Summer learning programs, school calendar and audit discussed at Dare Board of Ed meeting
The Dare County Board of Education met for their regular monthly meeting on May 13. Audio of the meeting was live streamed via the Dare County Schools website.
Before the board heard from Donna Winborne about their 2018-19 audit, Superintendent Dr. John Farrelly updated everyone on graduation plans and the newly approved House and Senate bills regarding funding and policy changes.
The General Assembly has allocated close to $70 million to support elementary summer learning programs, Farrelly reported. DCS has yet to hear about the expectations of these programs, but they will target students in kindergarten through fourth grade.
The programs are set to include a targeted reading intervention for kindergarten through fourth grade, as well as a math intervention for fourth graders. For the first time, students entering fourth grade in the fall will also have to take a reading assessment.
DCS must submit their summer learning to the Department of Public Instruction by June 30, and this year they are also required to submit a remote learning plan to DPI and the general assembly.
“I think that the remote learning plan in Dare County is a model,” Farrelly remarked. Board members agreed that the DCS remote learning plan would rank top in the state for well executed plans.
As for the school calendar, public school students will return to school on August 17. Farrelly said DCS has added five remote learning days to the calendar, three in the first semester and two in the second.

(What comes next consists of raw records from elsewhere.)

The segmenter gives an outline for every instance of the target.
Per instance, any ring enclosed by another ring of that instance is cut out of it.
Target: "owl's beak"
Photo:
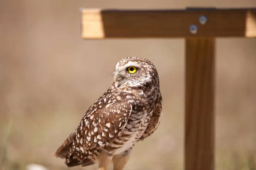
[[[118,72],[116,73],[114,76],[114,81],[115,82],[119,82],[122,79],[122,76],[118,74]]]

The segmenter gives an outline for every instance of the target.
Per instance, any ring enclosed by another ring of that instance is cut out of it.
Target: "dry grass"
[[[130,56],[147,58],[157,68],[164,118],[152,136],[135,145],[125,169],[183,169],[183,40],[83,40],[78,9],[184,8],[199,1],[149,0],[136,7],[117,1],[11,2],[0,2],[0,153],[13,120],[3,170],[23,170],[29,163],[67,169],[53,158],[55,151],[111,85],[116,62]],[[256,6],[255,0],[242,3]],[[255,40],[217,41],[216,170],[256,169],[256,46]]]

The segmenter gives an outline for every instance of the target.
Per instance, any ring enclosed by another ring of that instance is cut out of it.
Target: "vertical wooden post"
[[[214,169],[214,38],[186,40],[186,170]]]

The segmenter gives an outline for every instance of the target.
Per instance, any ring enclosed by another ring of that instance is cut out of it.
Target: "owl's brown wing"
[[[130,104],[104,95],[89,108],[75,131],[57,150],[55,156],[80,162],[111,143],[122,132],[132,110]]]
[[[142,136],[140,139],[140,140],[143,140],[147,137],[149,136],[154,132],[154,131],[157,128],[161,118],[163,116],[163,101],[162,99],[158,103],[157,107],[155,108],[152,113],[152,116],[150,118],[149,123],[146,130],[144,132]]]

“We will have flexibility with those days,” Farrelly said. For example, remote learning days could supplement for time out of school due to events such as hurricanes or another surge of COVID-19.
Five additional instructional days were added to the calendar as well, as per the new law. However, teachers are still required to work 250 days. “We’ll have to get creative,” Farrelly said
The board unanimously agreed to adopt the school calendar for 2020-21.
As for the audit, Winborne was present on the call to discuss the findings from the 2018-19 school year.
Winborne relayed that the district received an unmodified opinion and had about $235,000 in their unassigned fund balance as of June 2019. There was a $561,000 net decrease in fund balance, a $71,000 net decrease in school food service and a $29,000 net decrease in child care.
The one finding Winborne brought to the attention of the board was with the state public school fund Concussion Awareness Act. She reported that Manteo Middle and Manteo High schools had eight collective unsigned or missing forms for student athletes.
“It’s not very many in context, but because of the nature of this compliance test, we have to report exactly what we see,” Winborne said.
After the audit presentation finished up and the board had a brief discussion on the findings, member David Twiddy motioned to approve receiving the 2018-19 audit as presented and all were in favor.